Anna Sofia Sjöblom was born on 14 April 1894 in Finland the daughter of Gabriel Gustafsson Sjöblom, a woodworker (b. 16 September 1862 at Oravais, Finland) and Johanna (née Nilsdotter; b. 17 July 1867 at Munsala) Gustafsson. Her parents had married 1 June 1890.
She had a brother Andrew John, born 27 January 1904 in Finland (d. 19 December 1979 in Tacoma), and a sister Katharina Johanna, 3 January 1897 (d. 1956). Another brother, Daniel, was mentioned in the contemporary press, and there may have been other siblings as well.
The family lived in Munsala, Nicolaistad, Vasa County, Finland and it is likely she and her siblings were born there.
Anna was travelling to her father, who had come to the USA in 1904 and who lived in Olympia, Washington. He was employed by Simpson Timber Company, where her uncle Daniel also worked.
She probably travelled the same way as Jakob Alfred Johanson and Jakob Alfred and Karl Johan Wiklund. Jacob Wiklund was in the same class at school as Anna. They left Hangö on March 30, 1912, however, none of them is on the passenger list for FÅA's Polaris which sailed from Hangö to Hull on April 3.
The group were originally booked on the Adriatic but were transferred when their sailing was cancelled due to the coal strike. Anna did not understand English, so Johanson who had spent a long time in North America helped for her and the Wiklund brothers during the trip.

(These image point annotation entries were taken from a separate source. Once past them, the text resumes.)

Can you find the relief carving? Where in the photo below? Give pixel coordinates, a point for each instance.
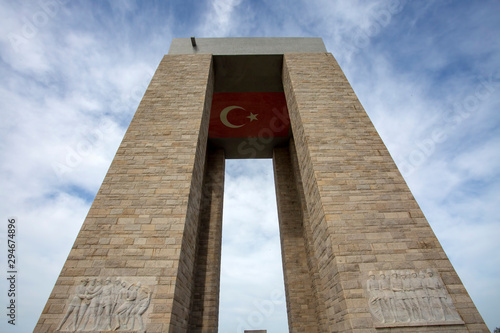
(408, 297)
(109, 306)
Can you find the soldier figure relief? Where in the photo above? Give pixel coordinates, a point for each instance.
(108, 305)
(409, 297)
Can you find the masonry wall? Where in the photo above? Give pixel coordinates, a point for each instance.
(301, 299)
(361, 213)
(143, 224)
(204, 316)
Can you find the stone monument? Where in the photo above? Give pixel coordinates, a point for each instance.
(358, 254)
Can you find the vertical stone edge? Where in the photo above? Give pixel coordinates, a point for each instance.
(364, 217)
(300, 295)
(204, 316)
(184, 288)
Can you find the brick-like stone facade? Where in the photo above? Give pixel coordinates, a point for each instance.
(143, 224)
(361, 215)
(344, 211)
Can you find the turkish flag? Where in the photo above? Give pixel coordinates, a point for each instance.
(249, 115)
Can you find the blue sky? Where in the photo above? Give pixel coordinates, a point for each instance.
(73, 73)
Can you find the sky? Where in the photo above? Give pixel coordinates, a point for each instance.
(73, 72)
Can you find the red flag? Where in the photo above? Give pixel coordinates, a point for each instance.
(249, 115)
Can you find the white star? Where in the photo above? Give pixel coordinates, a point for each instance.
(252, 117)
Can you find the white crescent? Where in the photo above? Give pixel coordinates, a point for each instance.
(223, 116)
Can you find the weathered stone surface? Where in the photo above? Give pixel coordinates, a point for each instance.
(344, 211)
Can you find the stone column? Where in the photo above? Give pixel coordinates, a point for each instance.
(142, 228)
(362, 215)
(301, 299)
(205, 309)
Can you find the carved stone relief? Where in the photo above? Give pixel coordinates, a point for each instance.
(408, 298)
(106, 305)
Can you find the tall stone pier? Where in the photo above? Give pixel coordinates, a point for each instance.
(358, 254)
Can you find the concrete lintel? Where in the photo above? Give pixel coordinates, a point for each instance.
(248, 45)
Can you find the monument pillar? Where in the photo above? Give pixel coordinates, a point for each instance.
(358, 254)
(142, 229)
(364, 220)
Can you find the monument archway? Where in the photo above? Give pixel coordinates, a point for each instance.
(358, 254)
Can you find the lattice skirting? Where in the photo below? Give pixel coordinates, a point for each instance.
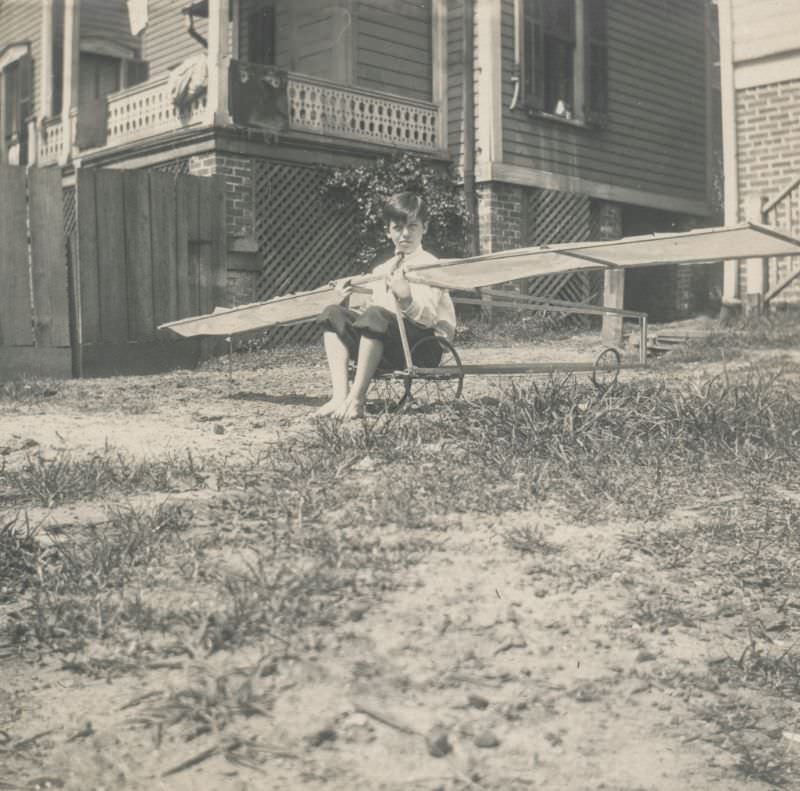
(552, 217)
(303, 239)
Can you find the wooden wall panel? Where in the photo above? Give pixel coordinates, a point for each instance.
(111, 257)
(139, 255)
(219, 244)
(163, 206)
(394, 47)
(655, 139)
(15, 296)
(107, 20)
(455, 80)
(48, 258)
(22, 22)
(185, 261)
(88, 268)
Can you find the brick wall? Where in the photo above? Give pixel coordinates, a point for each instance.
(500, 216)
(768, 140)
(239, 213)
(238, 174)
(768, 130)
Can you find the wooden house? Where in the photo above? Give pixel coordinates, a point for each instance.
(567, 119)
(760, 85)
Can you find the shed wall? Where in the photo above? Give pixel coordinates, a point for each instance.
(764, 27)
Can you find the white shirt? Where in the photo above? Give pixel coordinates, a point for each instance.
(429, 306)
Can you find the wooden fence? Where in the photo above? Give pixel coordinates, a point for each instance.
(143, 248)
(151, 248)
(34, 301)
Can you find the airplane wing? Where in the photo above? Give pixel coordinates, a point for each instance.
(704, 245)
(259, 315)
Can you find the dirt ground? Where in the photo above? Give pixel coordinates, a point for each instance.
(538, 672)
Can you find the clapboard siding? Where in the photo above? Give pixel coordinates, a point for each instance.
(765, 27)
(165, 42)
(655, 136)
(282, 33)
(393, 47)
(21, 21)
(107, 20)
(455, 81)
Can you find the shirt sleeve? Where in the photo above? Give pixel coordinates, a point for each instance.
(424, 307)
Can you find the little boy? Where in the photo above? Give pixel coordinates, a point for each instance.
(371, 337)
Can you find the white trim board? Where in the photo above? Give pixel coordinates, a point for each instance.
(542, 179)
(12, 54)
(767, 71)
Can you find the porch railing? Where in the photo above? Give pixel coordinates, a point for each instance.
(50, 141)
(146, 110)
(326, 108)
(315, 106)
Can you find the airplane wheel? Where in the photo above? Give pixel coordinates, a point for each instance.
(606, 369)
(390, 390)
(440, 387)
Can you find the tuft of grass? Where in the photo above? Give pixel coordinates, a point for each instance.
(26, 391)
(530, 540)
(51, 480)
(19, 554)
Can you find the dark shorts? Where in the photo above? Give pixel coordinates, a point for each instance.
(381, 324)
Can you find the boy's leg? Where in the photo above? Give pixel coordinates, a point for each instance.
(370, 351)
(341, 343)
(338, 355)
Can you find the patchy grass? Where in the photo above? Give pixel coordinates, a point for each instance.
(316, 529)
(28, 391)
(48, 480)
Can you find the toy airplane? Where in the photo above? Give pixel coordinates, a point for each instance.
(704, 245)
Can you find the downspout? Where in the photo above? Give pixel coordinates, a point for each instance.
(468, 86)
(730, 291)
(190, 29)
(516, 74)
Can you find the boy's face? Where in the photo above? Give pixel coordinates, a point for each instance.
(406, 236)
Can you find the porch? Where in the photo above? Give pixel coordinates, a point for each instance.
(339, 107)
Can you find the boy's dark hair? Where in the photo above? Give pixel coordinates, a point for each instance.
(405, 207)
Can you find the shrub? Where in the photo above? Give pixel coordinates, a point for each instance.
(363, 190)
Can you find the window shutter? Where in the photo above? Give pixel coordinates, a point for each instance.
(533, 55)
(261, 36)
(25, 76)
(596, 80)
(138, 72)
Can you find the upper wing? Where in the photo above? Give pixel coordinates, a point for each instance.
(702, 245)
(281, 310)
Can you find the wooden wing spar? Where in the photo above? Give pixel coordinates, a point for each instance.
(704, 245)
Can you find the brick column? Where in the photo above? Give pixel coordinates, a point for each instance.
(243, 269)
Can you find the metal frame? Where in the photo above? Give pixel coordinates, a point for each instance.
(512, 299)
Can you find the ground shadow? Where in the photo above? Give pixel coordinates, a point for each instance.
(291, 399)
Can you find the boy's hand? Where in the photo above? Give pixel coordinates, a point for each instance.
(400, 288)
(344, 288)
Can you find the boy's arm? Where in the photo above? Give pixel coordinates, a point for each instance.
(424, 306)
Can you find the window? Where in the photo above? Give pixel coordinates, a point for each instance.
(564, 58)
(17, 87)
(261, 36)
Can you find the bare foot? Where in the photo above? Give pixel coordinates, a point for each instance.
(329, 408)
(350, 409)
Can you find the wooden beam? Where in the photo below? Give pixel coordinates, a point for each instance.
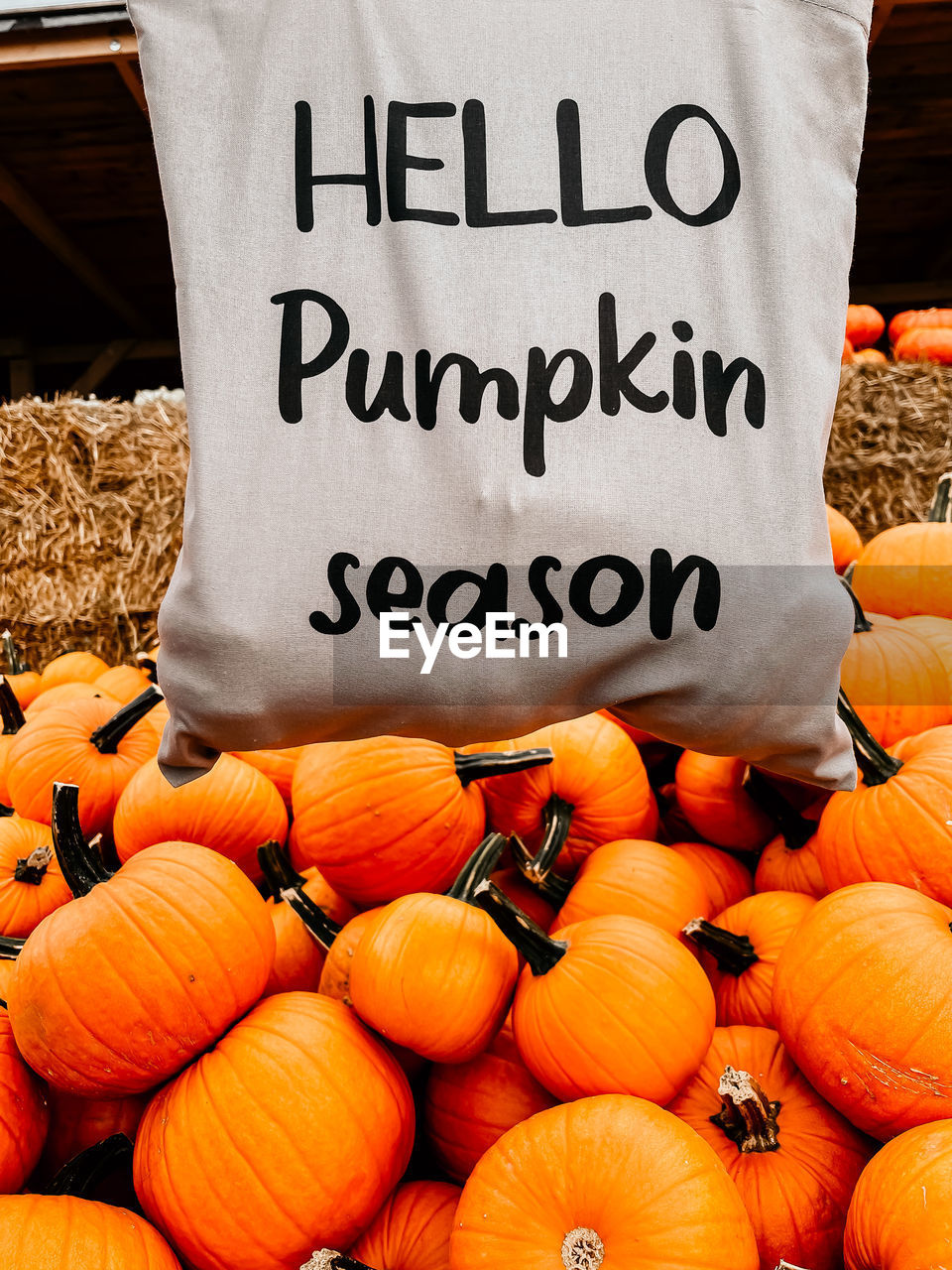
(51, 235)
(36, 50)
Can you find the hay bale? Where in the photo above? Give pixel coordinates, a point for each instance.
(90, 521)
(892, 441)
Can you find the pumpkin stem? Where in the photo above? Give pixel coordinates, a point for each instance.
(861, 622)
(85, 1171)
(13, 657)
(33, 867)
(734, 953)
(941, 509)
(499, 762)
(477, 867)
(552, 888)
(290, 885)
(794, 828)
(747, 1115)
(108, 737)
(556, 820)
(81, 867)
(10, 708)
(539, 951)
(875, 762)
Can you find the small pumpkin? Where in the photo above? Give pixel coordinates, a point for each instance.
(842, 998)
(608, 1005)
(907, 570)
(607, 1183)
(298, 1115)
(901, 1211)
(231, 810)
(468, 1106)
(116, 991)
(742, 948)
(91, 744)
(793, 1160)
(386, 817)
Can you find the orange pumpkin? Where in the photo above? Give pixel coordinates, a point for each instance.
(610, 1005)
(901, 1211)
(895, 826)
(907, 570)
(712, 795)
(639, 879)
(842, 997)
(893, 679)
(118, 989)
(594, 792)
(726, 880)
(386, 817)
(742, 948)
(232, 810)
(608, 1183)
(31, 881)
(471, 1105)
(793, 1160)
(298, 1116)
(91, 744)
(844, 540)
(412, 1230)
(865, 326)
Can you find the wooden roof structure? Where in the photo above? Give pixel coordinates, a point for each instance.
(89, 299)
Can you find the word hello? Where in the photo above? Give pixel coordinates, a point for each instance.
(466, 640)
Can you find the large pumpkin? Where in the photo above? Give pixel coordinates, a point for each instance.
(901, 1211)
(287, 1135)
(470, 1105)
(116, 991)
(610, 1005)
(386, 817)
(742, 948)
(862, 1003)
(608, 1183)
(895, 826)
(594, 792)
(793, 1160)
(232, 810)
(907, 570)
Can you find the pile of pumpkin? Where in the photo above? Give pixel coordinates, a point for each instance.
(914, 335)
(578, 1001)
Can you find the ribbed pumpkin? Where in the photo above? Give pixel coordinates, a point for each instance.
(862, 1003)
(712, 795)
(907, 570)
(895, 826)
(24, 1116)
(895, 680)
(608, 1183)
(386, 817)
(793, 1159)
(639, 879)
(901, 1211)
(844, 540)
(231, 810)
(470, 1105)
(726, 880)
(291, 1133)
(31, 881)
(594, 792)
(90, 744)
(412, 1230)
(742, 948)
(116, 991)
(610, 1005)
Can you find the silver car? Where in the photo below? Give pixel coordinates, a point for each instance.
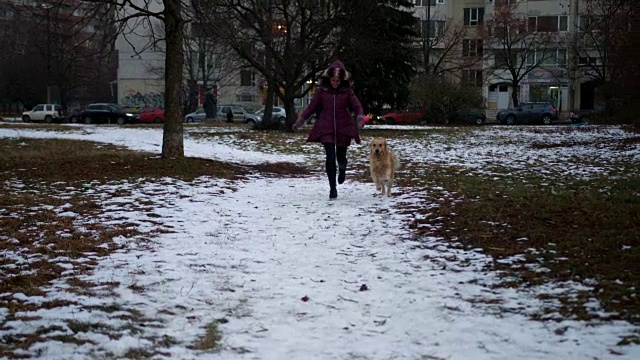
(278, 113)
(198, 115)
(239, 114)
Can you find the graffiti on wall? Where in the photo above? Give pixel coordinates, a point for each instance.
(138, 99)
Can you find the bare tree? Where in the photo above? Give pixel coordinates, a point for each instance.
(516, 45)
(287, 41)
(205, 60)
(136, 19)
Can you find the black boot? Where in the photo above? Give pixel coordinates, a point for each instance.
(342, 169)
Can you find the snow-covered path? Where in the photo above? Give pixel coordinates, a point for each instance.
(250, 256)
(243, 255)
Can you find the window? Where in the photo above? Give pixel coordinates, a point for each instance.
(551, 57)
(506, 59)
(6, 14)
(471, 47)
(435, 27)
(549, 23)
(247, 78)
(472, 77)
(587, 60)
(588, 23)
(473, 16)
(245, 98)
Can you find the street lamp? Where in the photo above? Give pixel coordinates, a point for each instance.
(48, 7)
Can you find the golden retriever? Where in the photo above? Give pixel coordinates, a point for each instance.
(383, 164)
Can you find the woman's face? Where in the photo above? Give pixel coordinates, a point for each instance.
(335, 81)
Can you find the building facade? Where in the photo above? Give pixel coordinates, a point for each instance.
(548, 73)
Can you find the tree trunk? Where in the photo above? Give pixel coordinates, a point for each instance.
(267, 116)
(173, 137)
(290, 108)
(515, 93)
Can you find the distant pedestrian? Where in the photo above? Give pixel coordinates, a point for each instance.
(230, 115)
(333, 104)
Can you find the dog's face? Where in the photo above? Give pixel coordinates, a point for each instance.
(379, 146)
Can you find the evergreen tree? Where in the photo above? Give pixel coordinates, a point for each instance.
(377, 46)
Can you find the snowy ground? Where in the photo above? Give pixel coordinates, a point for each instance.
(245, 255)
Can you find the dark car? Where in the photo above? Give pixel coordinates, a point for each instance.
(410, 116)
(467, 116)
(529, 112)
(586, 115)
(151, 115)
(107, 113)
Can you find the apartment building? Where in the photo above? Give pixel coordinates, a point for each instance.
(547, 76)
(70, 41)
(140, 76)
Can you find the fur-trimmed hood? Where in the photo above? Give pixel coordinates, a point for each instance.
(336, 68)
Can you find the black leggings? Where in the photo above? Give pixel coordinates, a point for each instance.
(332, 151)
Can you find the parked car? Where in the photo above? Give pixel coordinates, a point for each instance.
(529, 112)
(411, 116)
(239, 114)
(278, 113)
(198, 115)
(44, 112)
(75, 115)
(467, 116)
(107, 113)
(585, 115)
(151, 114)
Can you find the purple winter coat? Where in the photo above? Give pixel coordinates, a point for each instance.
(335, 123)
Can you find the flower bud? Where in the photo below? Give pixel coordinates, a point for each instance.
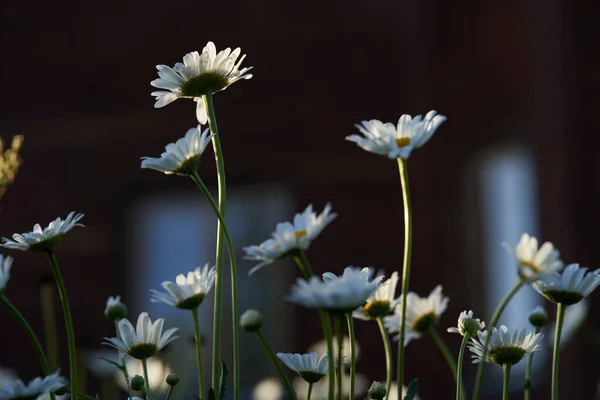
(251, 321)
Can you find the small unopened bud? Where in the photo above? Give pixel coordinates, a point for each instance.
(136, 383)
(172, 379)
(251, 321)
(538, 317)
(115, 310)
(377, 391)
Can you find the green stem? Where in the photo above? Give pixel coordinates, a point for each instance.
(352, 353)
(62, 291)
(30, 333)
(493, 322)
(560, 317)
(461, 353)
(198, 351)
(222, 194)
(233, 269)
(506, 384)
(527, 388)
(277, 364)
(147, 381)
(403, 169)
(302, 260)
(388, 356)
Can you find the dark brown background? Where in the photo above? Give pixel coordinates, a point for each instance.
(75, 77)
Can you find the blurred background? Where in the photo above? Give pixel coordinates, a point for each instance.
(518, 81)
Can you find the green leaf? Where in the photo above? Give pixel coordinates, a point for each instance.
(411, 392)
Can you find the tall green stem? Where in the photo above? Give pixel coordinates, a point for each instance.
(62, 291)
(286, 382)
(147, 381)
(222, 193)
(506, 384)
(560, 317)
(527, 388)
(352, 353)
(30, 333)
(461, 353)
(198, 351)
(388, 356)
(403, 168)
(493, 322)
(302, 260)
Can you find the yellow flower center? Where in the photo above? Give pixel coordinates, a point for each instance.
(401, 142)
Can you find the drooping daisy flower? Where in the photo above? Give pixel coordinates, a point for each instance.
(571, 287)
(46, 239)
(533, 263)
(200, 74)
(381, 302)
(397, 141)
(289, 237)
(467, 324)
(183, 156)
(188, 292)
(422, 313)
(336, 294)
(505, 347)
(5, 264)
(18, 390)
(307, 366)
(145, 340)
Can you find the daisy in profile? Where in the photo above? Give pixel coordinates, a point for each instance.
(422, 314)
(506, 347)
(307, 366)
(37, 387)
(289, 237)
(532, 262)
(43, 239)
(335, 294)
(187, 293)
(200, 74)
(381, 302)
(144, 341)
(183, 156)
(397, 141)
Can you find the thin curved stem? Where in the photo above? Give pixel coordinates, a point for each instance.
(62, 291)
(388, 356)
(198, 352)
(560, 317)
(277, 364)
(403, 169)
(527, 387)
(461, 353)
(495, 317)
(222, 194)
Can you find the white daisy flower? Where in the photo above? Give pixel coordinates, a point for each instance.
(422, 313)
(336, 294)
(145, 340)
(183, 156)
(5, 264)
(18, 390)
(46, 239)
(381, 302)
(289, 237)
(467, 324)
(505, 347)
(397, 141)
(188, 292)
(199, 75)
(533, 263)
(307, 366)
(571, 287)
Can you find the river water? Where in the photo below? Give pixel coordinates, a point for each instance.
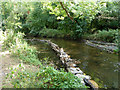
(103, 67)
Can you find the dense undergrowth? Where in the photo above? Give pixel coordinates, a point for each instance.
(46, 77)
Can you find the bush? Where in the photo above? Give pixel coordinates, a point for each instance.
(19, 47)
(51, 33)
(44, 78)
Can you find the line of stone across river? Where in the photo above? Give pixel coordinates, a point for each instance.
(69, 65)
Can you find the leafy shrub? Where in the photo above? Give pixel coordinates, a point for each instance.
(19, 47)
(51, 33)
(46, 77)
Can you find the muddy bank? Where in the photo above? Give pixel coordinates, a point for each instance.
(109, 47)
(69, 65)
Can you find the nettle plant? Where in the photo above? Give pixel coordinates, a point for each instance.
(45, 77)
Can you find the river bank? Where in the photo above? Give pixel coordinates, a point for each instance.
(109, 47)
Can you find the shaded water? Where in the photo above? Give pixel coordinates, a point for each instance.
(100, 65)
(46, 55)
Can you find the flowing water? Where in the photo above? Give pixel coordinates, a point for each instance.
(100, 65)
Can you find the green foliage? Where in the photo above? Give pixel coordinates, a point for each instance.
(46, 77)
(15, 42)
(39, 18)
(104, 35)
(51, 33)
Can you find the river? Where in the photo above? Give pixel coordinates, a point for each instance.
(103, 67)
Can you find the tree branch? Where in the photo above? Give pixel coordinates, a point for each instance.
(67, 11)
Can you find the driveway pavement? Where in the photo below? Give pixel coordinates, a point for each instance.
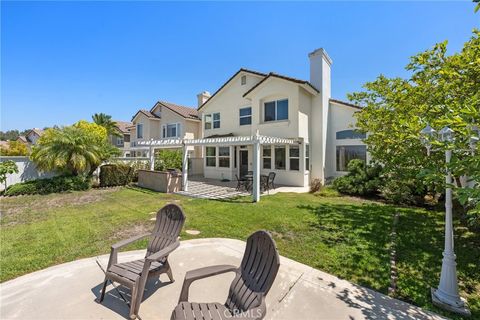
(68, 291)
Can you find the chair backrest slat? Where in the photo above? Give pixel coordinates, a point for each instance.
(167, 228)
(258, 270)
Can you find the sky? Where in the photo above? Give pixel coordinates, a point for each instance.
(64, 61)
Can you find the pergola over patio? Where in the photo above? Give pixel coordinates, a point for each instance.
(255, 141)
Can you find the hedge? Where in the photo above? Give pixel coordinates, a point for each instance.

Anna Sjoblom's boarding pass
Courtesy Phillip Gowan / Alan Gorsuch, USA
14 April 1912 was Anna'a 18th birthday and that night she lay fully clad on her bed when the collision occurred, but she did not care too much since she had been seasick during the whole trip. When she tried to reach the boat deck together with another Finnish girl, they got lost and reached the 2nd class promenade on A deck and had to climb a crew ladder. That was near to the à la Carte restaurant and could see the laid tables through the windows. About 1.30 according to Anna she entered a lifeboat. All three of her companions died in the sinking.
After her arrival in New York, she was taken to the Lutheran emigrant home and went a week later by train to Olympia. For part of the trip, she travelled with Oscar Hedman, Berta Nilsson and Carl Olof Jansson from Sweden.
Anna Sjoblom after her rescue.
Anna married Anton Nils Peterson on 7 October 1913, in Pierce County, Washington. She had two children with Mr Peterson; Evelyn Eleanor, b. 9 August 1914 (d. 1999), and Harold William, b. 14 April 1916.
Her mother and brother came to the USA in 1915.
She was divorced by 1920, living at 936 (?) South East Street in Tacoma, and was noted as a hotel seamstress.
She later married John Gordon Kincaid, an electrician b. 12 March 1889 in Colorado, on 18 July 1923, in King County, Washington.
The two children did not live with her in 1920, but they lived with her and Mr Kincaid in 1930.
She became a widow on 4 May 1954 and in 1956 moved to 1220 South Jefferson St. Olympia.
She passed away on 3 November 1975, aged 81.